Aside from these buzzy technologies, more businesses are looking to consolidate all their applications on a single platform. Recent research from Gartner reveals that 40% of services companies will unify core processes like financials, HR, order-to-cash, procurement and operations in a single suite by 2026. As software providers expand their offerings and more businesses realize the value of a unified ERP system, this will become increasingly common.
An ERP is a critical business system that must mesh with how each company operates, so there is no one “best” platform. Required capabilities, preferred deployment model and company size will all affect your decision when buying an ERP system. Look to established vendors with proven records of success working with companies in your vertical. Always ask for reference customers, and check out success stories.

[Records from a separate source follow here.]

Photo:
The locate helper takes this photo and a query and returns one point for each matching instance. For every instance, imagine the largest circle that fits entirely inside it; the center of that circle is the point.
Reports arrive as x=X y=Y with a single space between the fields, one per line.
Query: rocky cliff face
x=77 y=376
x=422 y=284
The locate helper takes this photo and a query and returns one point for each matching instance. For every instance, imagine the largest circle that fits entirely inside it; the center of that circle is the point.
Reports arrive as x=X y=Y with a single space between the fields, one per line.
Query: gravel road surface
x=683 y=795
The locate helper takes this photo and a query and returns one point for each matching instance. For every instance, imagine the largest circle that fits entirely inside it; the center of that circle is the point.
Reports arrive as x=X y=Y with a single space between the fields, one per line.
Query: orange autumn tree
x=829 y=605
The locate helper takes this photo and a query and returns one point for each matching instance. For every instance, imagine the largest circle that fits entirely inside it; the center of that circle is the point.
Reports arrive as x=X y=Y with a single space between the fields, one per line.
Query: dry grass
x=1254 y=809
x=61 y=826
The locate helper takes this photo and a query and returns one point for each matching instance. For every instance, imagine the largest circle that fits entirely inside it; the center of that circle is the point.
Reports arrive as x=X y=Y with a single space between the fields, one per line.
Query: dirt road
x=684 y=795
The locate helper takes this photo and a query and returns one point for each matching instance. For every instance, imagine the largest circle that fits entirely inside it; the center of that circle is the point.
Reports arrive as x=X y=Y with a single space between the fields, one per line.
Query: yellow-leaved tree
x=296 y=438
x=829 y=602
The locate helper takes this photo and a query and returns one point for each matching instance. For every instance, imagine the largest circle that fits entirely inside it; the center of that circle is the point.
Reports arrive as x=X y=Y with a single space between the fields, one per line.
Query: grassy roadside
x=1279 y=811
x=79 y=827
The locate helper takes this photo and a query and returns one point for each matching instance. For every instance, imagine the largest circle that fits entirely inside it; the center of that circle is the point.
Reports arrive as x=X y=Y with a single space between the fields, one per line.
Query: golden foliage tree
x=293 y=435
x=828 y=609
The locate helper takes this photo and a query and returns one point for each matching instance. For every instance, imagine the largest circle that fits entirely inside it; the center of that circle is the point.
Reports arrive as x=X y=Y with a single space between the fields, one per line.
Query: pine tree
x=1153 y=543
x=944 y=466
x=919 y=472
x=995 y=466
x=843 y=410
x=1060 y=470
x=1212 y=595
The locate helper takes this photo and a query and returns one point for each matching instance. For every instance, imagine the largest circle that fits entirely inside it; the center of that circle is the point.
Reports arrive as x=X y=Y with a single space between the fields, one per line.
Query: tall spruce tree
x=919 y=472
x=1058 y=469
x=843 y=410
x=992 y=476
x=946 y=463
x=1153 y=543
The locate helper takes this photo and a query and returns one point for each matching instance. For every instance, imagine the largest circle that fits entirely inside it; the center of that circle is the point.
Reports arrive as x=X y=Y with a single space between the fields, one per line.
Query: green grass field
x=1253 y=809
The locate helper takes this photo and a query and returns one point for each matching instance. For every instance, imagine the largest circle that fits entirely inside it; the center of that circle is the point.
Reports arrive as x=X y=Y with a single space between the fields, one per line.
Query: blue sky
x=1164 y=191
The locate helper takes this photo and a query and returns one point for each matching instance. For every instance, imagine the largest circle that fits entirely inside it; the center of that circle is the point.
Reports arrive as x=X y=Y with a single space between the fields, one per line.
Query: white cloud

Businesses should also consider the software provider’s roadmap for emerging technologies like IoT and blockchain.
Start with the modules foundational to your business and build from there. Companies often begin with a finance module to automate basic accounting tasks and allow leaders to easily view available cash and the flow of money into and out of the organization. Products-based companies typically want to digitize inventory and order management right away because that can generate rapid and significant savings around procurement, storage and shipping. An ecommerce application that plugs into the ERP is a priority for sellers that rely on this sales channel. Services organizations, on the other hand, may start with a PSA (professional services automation) application to simplify employee time and resource tracking and project billing.
After that, a CRM module is a prudent investment because it can improve customer communications, while supply chain management modules for manufacturing, procurement and/or warehouse management can better align purchasing and production with demand. A marketing automation solution integrated with the ERP to attract and retain customers through creative techniques may be another logical addition.
Businesses with lots of employees should add human resources management (HRMS)/human capital management (HCM) systems sooner rather than later to improve the employee experience and earn a reputation as a great workplace.
Biz Manager offers a unified, true cloud ERP system to help companies run their entire business in one place. Its offerings include applications for financials, inventory and order management, HR, professional services automation, omnichannel commerce and advanced analytics. All these applications are natively integrated, meaning there are no connections to manage and users enjoy a common interface as they move between modules.
Biz Manager was born on the cloud and today has more than 31,000 customers ranging from startups to multinational enterprises. It has robust reporting capabilities to deliver insights across your business and role-based permissions so employees only have access to the information they need.
The “right” ERP system for your company is the one that supports your needs now and is scalable enough to grow with your business, with modules and features that drive savings and help you capitalize on opportunities.
This is a big decision, so take the time to thoroughly evaluate all options.
Purchasing and implementing an ERP platform used to be intimidating, even overwhelming. But the solutions available today allow companies to take it one step at a time and add what they need when they need it. Never before has this software been within reach for more organizations, and leaders need to take advantage of that. An ERP has become table stakes for any company that wants the visibility and insights to compete and win.